Random sample (data.frame) which includes exposure and covariates or sample mean if "approximate" method is selected.

thetahat

Asymptotically consistent or Fisher consistent estimator (vector) of theta for the Relative Risk function rr.

rr

function for Relative Risk which uses parameter theta. The order of the parameters should be rr(X, theta).

**Optional**

method

Either "empirical" (default), "kernel" or "approximate". For details on estimation methods see pif.

weights

Normalized survey weights for the sample X.

Xvar

Variance of exposure levels (for "approximate" method).

deriv.method.args

method.args for hessian (for "approximate" method).

deriv.method

method for hessian. Don't change this unless you know what you are doing (for "approximate" method).

adjust

Adjust bandwith parameter (for "kernel" method) from density.

n

Number of equally spaced points at which the density (for "kernel" method) is to be estimated (see density).

ktype

kernel type: "gaussian", "epanechnikov", "rectangular", "triangular", "biweight", "cosine", "optcosine" (for "kernel" method). Additional information on kernels in density.

bw

Smoothing bandwith parameter (for "kernel" method) from density.
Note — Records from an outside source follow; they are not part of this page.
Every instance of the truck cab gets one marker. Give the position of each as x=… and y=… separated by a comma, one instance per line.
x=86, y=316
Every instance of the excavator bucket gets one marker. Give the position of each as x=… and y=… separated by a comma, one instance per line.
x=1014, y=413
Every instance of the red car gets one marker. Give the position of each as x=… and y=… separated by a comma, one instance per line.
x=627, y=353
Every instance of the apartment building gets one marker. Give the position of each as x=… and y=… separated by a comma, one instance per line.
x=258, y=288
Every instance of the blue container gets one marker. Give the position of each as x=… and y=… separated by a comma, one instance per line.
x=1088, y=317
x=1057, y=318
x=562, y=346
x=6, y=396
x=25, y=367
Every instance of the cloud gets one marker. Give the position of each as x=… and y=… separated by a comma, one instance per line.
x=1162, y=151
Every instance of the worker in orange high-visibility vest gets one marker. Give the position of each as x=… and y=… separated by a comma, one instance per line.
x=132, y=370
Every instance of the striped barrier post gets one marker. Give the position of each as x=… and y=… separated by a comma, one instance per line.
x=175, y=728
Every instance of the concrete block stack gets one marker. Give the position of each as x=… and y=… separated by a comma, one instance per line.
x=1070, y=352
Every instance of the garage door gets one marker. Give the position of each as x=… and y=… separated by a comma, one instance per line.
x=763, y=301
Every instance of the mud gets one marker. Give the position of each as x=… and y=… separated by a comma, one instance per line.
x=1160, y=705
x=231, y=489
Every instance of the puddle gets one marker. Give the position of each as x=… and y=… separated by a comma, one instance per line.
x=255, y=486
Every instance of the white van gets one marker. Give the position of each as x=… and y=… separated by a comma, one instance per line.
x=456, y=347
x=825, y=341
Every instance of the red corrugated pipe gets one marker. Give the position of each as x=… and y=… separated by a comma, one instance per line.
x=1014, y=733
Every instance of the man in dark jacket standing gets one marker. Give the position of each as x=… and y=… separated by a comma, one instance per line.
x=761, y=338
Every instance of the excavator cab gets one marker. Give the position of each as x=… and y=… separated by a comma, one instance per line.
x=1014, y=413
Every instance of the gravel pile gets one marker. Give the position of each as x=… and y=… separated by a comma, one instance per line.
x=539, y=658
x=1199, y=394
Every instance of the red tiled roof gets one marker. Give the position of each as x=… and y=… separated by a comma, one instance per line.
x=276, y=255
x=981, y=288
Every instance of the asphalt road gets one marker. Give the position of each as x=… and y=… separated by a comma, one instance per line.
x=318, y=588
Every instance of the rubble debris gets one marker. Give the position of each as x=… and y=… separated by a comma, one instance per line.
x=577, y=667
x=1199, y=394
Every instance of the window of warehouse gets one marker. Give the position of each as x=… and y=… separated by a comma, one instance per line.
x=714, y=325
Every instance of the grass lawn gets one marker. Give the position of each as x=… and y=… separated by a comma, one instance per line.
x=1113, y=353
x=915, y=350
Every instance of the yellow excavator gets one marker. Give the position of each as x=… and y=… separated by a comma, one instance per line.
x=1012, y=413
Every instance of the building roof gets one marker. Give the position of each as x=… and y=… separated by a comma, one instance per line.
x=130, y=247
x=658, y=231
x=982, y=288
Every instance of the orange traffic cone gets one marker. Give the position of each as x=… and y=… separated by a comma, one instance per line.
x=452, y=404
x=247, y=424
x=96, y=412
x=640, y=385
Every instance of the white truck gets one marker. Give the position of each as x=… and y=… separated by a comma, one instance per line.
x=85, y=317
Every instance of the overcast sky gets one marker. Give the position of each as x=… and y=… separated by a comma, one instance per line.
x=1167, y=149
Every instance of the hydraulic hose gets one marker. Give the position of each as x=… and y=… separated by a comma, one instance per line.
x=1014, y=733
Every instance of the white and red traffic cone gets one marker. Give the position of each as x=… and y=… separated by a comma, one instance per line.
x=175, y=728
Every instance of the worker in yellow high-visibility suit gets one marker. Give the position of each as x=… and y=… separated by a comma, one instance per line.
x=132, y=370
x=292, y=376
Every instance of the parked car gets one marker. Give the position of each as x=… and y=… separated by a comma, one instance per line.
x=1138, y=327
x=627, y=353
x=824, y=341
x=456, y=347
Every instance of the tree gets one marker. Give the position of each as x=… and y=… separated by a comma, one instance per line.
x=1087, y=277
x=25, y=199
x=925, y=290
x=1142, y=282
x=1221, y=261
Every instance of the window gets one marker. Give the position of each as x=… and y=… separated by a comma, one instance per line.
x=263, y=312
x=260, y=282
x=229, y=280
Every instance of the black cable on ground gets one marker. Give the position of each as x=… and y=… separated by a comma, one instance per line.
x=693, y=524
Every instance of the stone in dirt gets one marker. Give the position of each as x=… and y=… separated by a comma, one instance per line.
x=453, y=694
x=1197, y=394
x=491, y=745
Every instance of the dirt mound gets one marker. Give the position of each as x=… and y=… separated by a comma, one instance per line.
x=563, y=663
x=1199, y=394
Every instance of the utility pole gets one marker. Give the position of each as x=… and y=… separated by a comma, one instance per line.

Default "SJ".

check_exposure

boolean Check that exposure X is positive and numeric.

check_rr

boolean Check that Relative Risk function rr equals 1 when evaluated at 0.

check_integrals

boolean Check that counterfactual cft and relative risk's rr expected values are well defined for this scenario.

Details

The Relative Risk function rr and counterfactual cft should consider X to be a data.frame. Each row of X is an "individual" and each column a variable (exposure or covariate) of said individual.

Value

paf Estimate of Population Attributable Fraction.

Note

"approximate" method should be the last choice. In practice "empirical" should be preferred as convergence is faster in simulations than "kernel". In addition, the scope of "kernel" is limited as it does not work with multivariate exposures X.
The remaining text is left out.